Here’s a look back to the past six months in emerging markets:
Even as analysts were predicting a positive year ahead, a new and highly contagious virus was spreading in central China. Investors were optimistic after the signing of an initial US-China trade deal until news of the mysterious pneumonia outbreak started to raise concerns. Global risk assets began to tumble in mid January as China raced to contain infections. A gauge of emerging-market stocks tumbled more than 30% before bottoming in late March.
Faced with the imposition of unprecedented lockdowns around the world to contain the virus, central banks rushed to provide liquidity while governments announced record stimulus. From Brazil to South Korea, officials in emerging markets cut rates to all-time lows, while some introduced unconventional policies. Optimism over these efforts helped staunch the stock sell-off even as the number of infections continued to grow. The extreme accommodation provided by policy makers saw emerging-market dollar bonds post their biggest quarterly gain since 2009 in the second quarter.
After US-China relations improved toward the end of 2019, they took a decided turn for the worse in the first quarter as America became one of the global hot spots of the pandemic, prompting President Donald Trump to accuse Beijing for mishandling the outbreak. The spat evolved to include a range of issues from trade to human rights, and Beijing’s imposition of a new security law on Hong Kong. China’s yuan dropped to match the lowest on record versus the dollar in offshore trading amid speculation the government was willing to permit a weaker currency in response to punitive measures from the US Still, both sides have signaled that their trade agreement remains intact.

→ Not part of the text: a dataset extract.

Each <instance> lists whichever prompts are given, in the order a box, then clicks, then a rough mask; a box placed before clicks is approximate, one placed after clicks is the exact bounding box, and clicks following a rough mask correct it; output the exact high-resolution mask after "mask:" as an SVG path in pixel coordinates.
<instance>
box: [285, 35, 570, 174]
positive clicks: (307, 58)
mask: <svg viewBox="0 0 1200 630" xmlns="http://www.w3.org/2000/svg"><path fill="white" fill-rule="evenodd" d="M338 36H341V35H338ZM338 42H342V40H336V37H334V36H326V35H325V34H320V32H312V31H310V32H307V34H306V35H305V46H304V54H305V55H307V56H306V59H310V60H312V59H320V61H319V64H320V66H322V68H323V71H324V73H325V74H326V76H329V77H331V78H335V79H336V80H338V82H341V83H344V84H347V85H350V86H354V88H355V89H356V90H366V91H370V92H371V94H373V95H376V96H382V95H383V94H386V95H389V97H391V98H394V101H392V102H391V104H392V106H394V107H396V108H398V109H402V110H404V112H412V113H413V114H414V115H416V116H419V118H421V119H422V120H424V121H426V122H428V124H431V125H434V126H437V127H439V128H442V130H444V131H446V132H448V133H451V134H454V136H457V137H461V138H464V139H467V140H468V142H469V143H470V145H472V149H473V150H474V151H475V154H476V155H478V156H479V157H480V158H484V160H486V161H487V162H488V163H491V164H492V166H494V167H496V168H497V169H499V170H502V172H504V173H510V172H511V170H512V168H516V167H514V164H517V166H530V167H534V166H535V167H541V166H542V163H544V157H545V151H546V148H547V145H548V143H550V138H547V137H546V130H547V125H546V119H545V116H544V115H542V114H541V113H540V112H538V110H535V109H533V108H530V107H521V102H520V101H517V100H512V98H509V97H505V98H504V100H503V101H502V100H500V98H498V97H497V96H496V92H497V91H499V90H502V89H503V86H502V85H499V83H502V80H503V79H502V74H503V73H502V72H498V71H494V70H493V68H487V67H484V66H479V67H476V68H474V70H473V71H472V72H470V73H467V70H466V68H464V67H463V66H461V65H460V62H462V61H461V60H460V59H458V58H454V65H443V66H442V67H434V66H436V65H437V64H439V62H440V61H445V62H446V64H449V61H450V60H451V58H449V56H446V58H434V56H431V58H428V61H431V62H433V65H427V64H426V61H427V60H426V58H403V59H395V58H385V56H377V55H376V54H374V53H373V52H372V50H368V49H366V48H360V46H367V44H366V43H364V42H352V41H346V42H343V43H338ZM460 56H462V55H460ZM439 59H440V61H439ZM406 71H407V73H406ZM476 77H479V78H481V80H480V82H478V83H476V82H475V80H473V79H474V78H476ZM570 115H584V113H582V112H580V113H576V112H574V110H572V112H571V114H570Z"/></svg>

The collapse of an alliance between the OPEC cartel and Russia that had underpinned oil markets for three years led to a historic crash of crude prices to below zero in March. The slump exacerbated economic stresses in countries such as Russia and Indonesia that were already weak from the coronavirus fallout. An agreement to reduce production was reached in April and producers extended it in June. Even with the deal, the Russian ruble slumped more than 10% in the first half.